La Donna del Lago
relire le passé
22 mai 2018 par Héloïse Copin dans Scène | temps de lecture: 6 minutes
Deux ans après avoir été représenté au Rossini Opera Festival de Pesaro, la Donna del Lago, en coproduction, arrive à l’Opéra Royal de Wallonie. Le metteur en scène Damiano Michieletto nous fait voir l’histoire d’un autre point de vue : celui du temps passé.
Ça, c’est pour l’histoire telle qu’on la trouve dans le livret d’Andrea Leone Tottola, basé sur un poème narratif de Walter Scott. Dans la version proposée par le metteur en scène italien Damiano Michieletto, deux nouveaux personnages font leur apparition dès le lever de rideau : Elena et Malcolm, cinquante ans plus tard. Le rideau se lève sur le salon d’Elena et de Malcolm, deux petits vieux semblant mener une vie banale. C’est l’anniversaire de la mort du roi, duquel une photo est posée sur la table. Commence la pantomime. La tristesse d’Elena enrage Malcolm, qui claque la porte et la laisse se remémorer le jour où elle a rencontré le roi… et où elle en est tombée amoureuse.
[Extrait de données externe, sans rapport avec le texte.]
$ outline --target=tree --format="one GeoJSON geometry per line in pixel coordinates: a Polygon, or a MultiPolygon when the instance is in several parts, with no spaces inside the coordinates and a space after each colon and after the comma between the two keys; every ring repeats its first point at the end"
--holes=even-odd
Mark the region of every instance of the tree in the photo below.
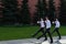
{"type": "Polygon", "coordinates": [[[34,14],[34,23],[41,18],[44,18],[45,12],[46,12],[45,0],[38,0],[36,4],[36,12],[34,14]]]}
{"type": "Polygon", "coordinates": [[[51,20],[53,20],[54,18],[56,18],[55,14],[54,14],[55,8],[54,8],[53,0],[50,0],[50,10],[48,10],[48,12],[50,12],[50,15],[48,16],[51,18],[51,20]]]}
{"type": "Polygon", "coordinates": [[[2,0],[2,1],[4,4],[3,22],[7,24],[13,24],[15,20],[16,0],[2,0]]]}
{"type": "Polygon", "coordinates": [[[66,24],[66,0],[61,0],[61,13],[59,20],[62,24],[66,24]]]}
{"type": "Polygon", "coordinates": [[[30,21],[31,21],[28,1],[29,0],[22,1],[23,4],[21,10],[21,16],[22,16],[23,24],[30,24],[30,21]]]}

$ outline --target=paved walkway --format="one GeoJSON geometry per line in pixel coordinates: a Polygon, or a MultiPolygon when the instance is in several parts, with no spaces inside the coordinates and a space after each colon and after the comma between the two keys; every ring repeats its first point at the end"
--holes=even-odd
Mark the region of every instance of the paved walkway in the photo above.
{"type": "MultiPolygon", "coordinates": [[[[66,36],[62,36],[62,40],[58,41],[57,36],[53,37],[53,44],[66,44],[66,36]]],[[[44,37],[36,40],[36,38],[24,38],[24,40],[11,40],[11,41],[0,41],[0,44],[50,44],[50,38],[43,42],[44,37]]]]}

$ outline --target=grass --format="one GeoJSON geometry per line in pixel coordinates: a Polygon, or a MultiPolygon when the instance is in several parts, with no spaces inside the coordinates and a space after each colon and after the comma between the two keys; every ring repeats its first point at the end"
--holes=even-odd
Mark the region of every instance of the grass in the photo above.
{"type": "MultiPolygon", "coordinates": [[[[52,28],[51,31],[53,31],[53,29],[54,28],[52,28]]],[[[0,26],[0,41],[30,38],[37,30],[38,26],[0,26]]],[[[66,26],[61,26],[59,32],[62,35],[66,35],[66,26]]],[[[53,36],[56,36],[56,33],[54,33],[53,36]]]]}

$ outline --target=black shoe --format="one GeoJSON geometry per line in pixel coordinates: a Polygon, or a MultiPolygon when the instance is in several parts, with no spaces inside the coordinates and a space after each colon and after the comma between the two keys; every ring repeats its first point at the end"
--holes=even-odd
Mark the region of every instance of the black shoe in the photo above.
{"type": "Polygon", "coordinates": [[[47,41],[47,38],[45,38],[44,41],[47,41]]]}
{"type": "Polygon", "coordinates": [[[50,43],[53,43],[53,41],[51,41],[50,43]]]}

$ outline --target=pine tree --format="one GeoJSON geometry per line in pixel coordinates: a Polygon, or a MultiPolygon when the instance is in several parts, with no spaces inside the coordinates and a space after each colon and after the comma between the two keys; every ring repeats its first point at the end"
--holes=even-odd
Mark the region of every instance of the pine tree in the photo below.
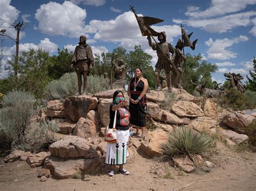
{"type": "Polygon", "coordinates": [[[246,75],[248,81],[246,82],[246,89],[251,91],[256,91],[256,59],[253,57],[253,72],[250,70],[251,77],[246,75]]]}

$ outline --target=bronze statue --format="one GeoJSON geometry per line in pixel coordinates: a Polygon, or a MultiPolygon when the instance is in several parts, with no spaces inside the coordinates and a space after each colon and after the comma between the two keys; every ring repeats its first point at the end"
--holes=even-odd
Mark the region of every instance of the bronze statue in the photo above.
{"type": "Polygon", "coordinates": [[[160,43],[152,43],[150,36],[147,36],[149,45],[154,51],[157,51],[158,60],[154,70],[154,77],[157,83],[157,90],[161,90],[161,84],[159,79],[159,74],[163,69],[165,70],[166,76],[167,86],[170,91],[172,91],[172,84],[171,83],[171,60],[170,59],[170,53],[173,54],[174,48],[171,43],[166,43],[166,34],[165,32],[160,32],[158,37],[160,43]]]}
{"type": "Polygon", "coordinates": [[[114,76],[116,81],[112,83],[113,89],[123,88],[125,89],[125,79],[126,78],[126,66],[124,64],[124,61],[119,59],[117,61],[113,60],[112,61],[114,66],[113,70],[114,73],[114,76]]]}
{"type": "Polygon", "coordinates": [[[172,68],[172,86],[174,86],[175,80],[177,80],[177,88],[182,88],[180,79],[182,76],[181,64],[183,60],[186,60],[186,57],[182,53],[183,44],[180,39],[178,40],[177,44],[175,46],[175,51],[171,60],[173,61],[174,67],[172,68]]]}
{"type": "Polygon", "coordinates": [[[225,73],[224,76],[226,80],[230,81],[230,88],[235,88],[240,93],[242,93],[245,91],[245,86],[241,82],[241,80],[243,80],[244,77],[240,74],[235,73],[225,73]]]}
{"type": "Polygon", "coordinates": [[[93,67],[94,58],[91,47],[86,43],[86,37],[82,35],[79,40],[78,45],[75,49],[70,68],[73,68],[77,73],[78,94],[82,95],[86,92],[87,76],[89,75],[90,69],[93,67]],[[82,75],[84,77],[84,88],[82,94],[82,75]]]}

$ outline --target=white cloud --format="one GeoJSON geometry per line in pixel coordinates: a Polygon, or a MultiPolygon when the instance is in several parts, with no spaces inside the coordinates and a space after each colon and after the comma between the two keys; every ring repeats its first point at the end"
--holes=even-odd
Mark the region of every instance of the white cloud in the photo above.
{"type": "Polygon", "coordinates": [[[248,5],[256,4],[255,0],[212,0],[210,8],[200,11],[197,6],[189,6],[185,15],[194,18],[207,18],[235,12],[244,9],[248,5]]]}
{"type": "Polygon", "coordinates": [[[105,0],[70,0],[75,4],[79,4],[83,3],[85,5],[99,6],[103,5],[106,3],[105,0]]]}
{"type": "Polygon", "coordinates": [[[22,20],[23,20],[23,22],[25,23],[30,23],[30,21],[28,19],[29,17],[30,17],[30,15],[28,14],[25,14],[22,16],[22,20]]]}
{"type": "Polygon", "coordinates": [[[249,70],[244,69],[244,68],[231,68],[227,69],[226,68],[219,68],[218,69],[218,72],[221,73],[226,73],[228,72],[235,73],[236,74],[240,73],[241,74],[247,74],[249,73],[249,70]]]}
{"type": "Polygon", "coordinates": [[[35,15],[39,22],[37,29],[42,32],[70,37],[85,34],[84,20],[86,17],[85,10],[68,1],[62,4],[50,2],[41,5],[35,15]]]}
{"type": "MultiPolygon", "coordinates": [[[[10,5],[11,0],[0,1],[0,29],[5,29],[5,34],[16,39],[17,32],[14,28],[10,28],[10,24],[16,21],[20,11],[10,5]]],[[[25,32],[21,31],[19,39],[25,36],[25,32]]]]}
{"type": "Polygon", "coordinates": [[[208,54],[208,58],[224,60],[236,58],[237,55],[236,53],[227,50],[226,48],[231,47],[234,43],[244,42],[248,40],[247,37],[241,35],[232,39],[225,38],[223,39],[217,39],[214,41],[210,38],[209,40],[205,42],[207,46],[210,46],[208,50],[206,52],[208,54]]]}
{"type": "Polygon", "coordinates": [[[176,23],[183,23],[194,27],[201,28],[207,32],[223,33],[239,26],[251,24],[251,17],[256,16],[256,12],[251,11],[230,15],[212,19],[172,19],[176,23]]]}
{"type": "Polygon", "coordinates": [[[218,66],[229,66],[235,65],[234,63],[231,62],[216,62],[215,63],[218,66]]]}
{"type": "Polygon", "coordinates": [[[120,12],[122,11],[122,10],[120,10],[120,9],[116,9],[113,6],[110,7],[110,10],[113,12],[120,12]]]}
{"type": "MultiPolygon", "coordinates": [[[[36,45],[33,43],[20,44],[19,45],[19,53],[20,53],[22,51],[28,51],[29,48],[37,49],[39,48],[42,48],[44,51],[53,53],[57,51],[58,45],[51,42],[49,39],[45,38],[44,40],[41,40],[38,45],[36,45]]],[[[8,51],[10,54],[14,54],[16,46],[14,46],[8,51]]]]}
{"type": "Polygon", "coordinates": [[[250,31],[250,33],[252,34],[254,37],[256,37],[256,17],[253,18],[251,20],[252,24],[253,24],[253,27],[250,31]]]}
{"type": "MultiPolygon", "coordinates": [[[[168,42],[173,41],[172,37],[181,35],[178,25],[152,27],[158,32],[165,31],[168,42]]],[[[95,33],[93,39],[96,40],[120,43],[120,45],[129,49],[133,49],[136,45],[140,45],[143,48],[149,48],[146,37],[142,36],[135,16],[131,11],[119,15],[114,20],[92,20],[85,29],[87,33],[95,33]]],[[[155,39],[157,40],[157,38],[155,39]]]]}

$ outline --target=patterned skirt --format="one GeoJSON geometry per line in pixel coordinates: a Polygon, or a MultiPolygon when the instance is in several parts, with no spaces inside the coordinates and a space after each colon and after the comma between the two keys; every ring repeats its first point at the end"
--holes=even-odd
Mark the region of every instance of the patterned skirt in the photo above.
{"type": "Polygon", "coordinates": [[[120,165],[126,162],[128,152],[128,140],[130,130],[117,130],[117,143],[107,143],[106,160],[105,163],[108,165],[120,165]]]}

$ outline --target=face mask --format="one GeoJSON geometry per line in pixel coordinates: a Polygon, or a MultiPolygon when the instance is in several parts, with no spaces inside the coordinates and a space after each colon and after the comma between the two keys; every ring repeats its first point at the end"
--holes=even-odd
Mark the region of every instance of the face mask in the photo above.
{"type": "Polygon", "coordinates": [[[124,97],[116,97],[116,99],[114,100],[114,102],[116,102],[116,104],[119,104],[119,103],[121,103],[124,101],[124,97]]]}

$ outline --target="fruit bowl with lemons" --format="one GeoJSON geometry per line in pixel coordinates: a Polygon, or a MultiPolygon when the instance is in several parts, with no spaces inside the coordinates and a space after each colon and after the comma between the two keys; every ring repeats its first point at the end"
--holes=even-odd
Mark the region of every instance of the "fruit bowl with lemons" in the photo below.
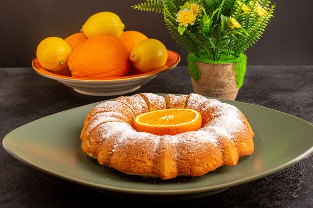
{"type": "Polygon", "coordinates": [[[111,96],[136,90],[180,62],[179,54],[160,40],[124,28],[116,14],[96,13],[80,32],[43,40],[32,66],[81,94],[111,96]]]}

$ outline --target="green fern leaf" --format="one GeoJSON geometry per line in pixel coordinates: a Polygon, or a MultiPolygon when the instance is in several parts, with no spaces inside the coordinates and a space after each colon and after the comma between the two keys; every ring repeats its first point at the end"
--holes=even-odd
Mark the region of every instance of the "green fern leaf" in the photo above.
{"type": "Polygon", "coordinates": [[[162,13],[164,7],[162,0],[146,0],[146,2],[132,6],[135,9],[140,11],[162,13]]]}

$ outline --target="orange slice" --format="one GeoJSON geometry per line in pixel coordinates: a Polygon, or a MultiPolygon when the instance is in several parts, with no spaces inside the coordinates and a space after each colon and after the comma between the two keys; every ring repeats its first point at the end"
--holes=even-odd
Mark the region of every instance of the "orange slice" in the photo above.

Le salon s’envole alors vers le plafond, découvrant un décor absolument époustouflant : la maison de d’Elena, une gigantesque bâtisse presque en ruines. On dirait qu’une bombe a crevé le toit, qu’un déluge a décollé les papiers peints et qu’une tornade a renversé les chaises. La maison semble se dresser au milieu du lac, posée là. Impossible de savoir si ce sont les plantes qui ont poussé dans les ruines, ou le contraire. Le décor, conçu par Paolo Fantin, sert vraiment à l’histoire : pour faire comprendre le flash-back, il joue d’abord sur la transparence. Ainsi, le mur bleu du salon devient peu à peu transparent pour laisser apparaître le chœur. Ensuite, le spectateur n’a aucun mal à comprendre que le temps a passé et a laissé son empreinte sur les souvenirs d’Elena.
Ces ruines témoignent également du romantisme de l’œuvre. Cet opéra a été créé en 1819, ouvrant la période romantique du jeune Rossini (après les succès de Il Barbiere di Siviglia et de La Cenerentola). Les principales caractéristiques du courant se retrouvent à la fois dans le livret et dans les décors : l’importance de la nature, l’expression du moi en souffrance (par exemple, Malcolm se plaint beaucoup du manque qu’il ressent, loin d’Elena), la nostalgie, le goût pour la solitude (les personnages apparaissent souvent seuls sur scène), ainsi que le pittoresque (un lac d’Écosse n’est pas spécialement un lieu où se déroulent beaucoup d’intrigues d’opéra). Et puis l’Amour et ses hésitations. La relecture de Michieletto met l’emphase sur les regrets d’Elena. Par exemple, j’avais beaucoup plus d’empathie pour le roi amoureux et qui l’assume, plutôt que pour Malcolm qui passe son temps à se lamenter. Point intéressant : le rôle de Malcolm est écrit pour une voix de mezzo-soprane, c’est-à-dire une voix grave mais féminine. Quelques décennies après l’époque des castrats, les rôles de travesti ont commencé à prendre de l’importance dans l’opéra ; par exemple, le rôle de Cherubino dans Les Noces de Figaro de Mozart est joué par une femme. Je pense que cela ajoute au côté outsider de Malcolm ; souvent à l’opéra, le couple « principal » est très amoureux et parvient à surmonter les obstacles. Dans cette version de la Donna del Lago, Elena n’a pas l’air très convaincue en chantant le final qui se veut pourtant heureux. Elle répète quelque chose comme « ah que la vie est belle, quel bonheur ce mariage », mais la scène est tout sauf joyeuse et le mariage n’est même pas célébré. La vieille Elena nous aide à comprendre qu’elle regrette d’avoir été fidèle à sa promesse d’amour éternel à Malcolm. Peut-être aurait-elle dû se laisser tenter par l’aventure offerte par un Jacques plus attrayant qu’un Malcolm pas trop dérangeant physiquement.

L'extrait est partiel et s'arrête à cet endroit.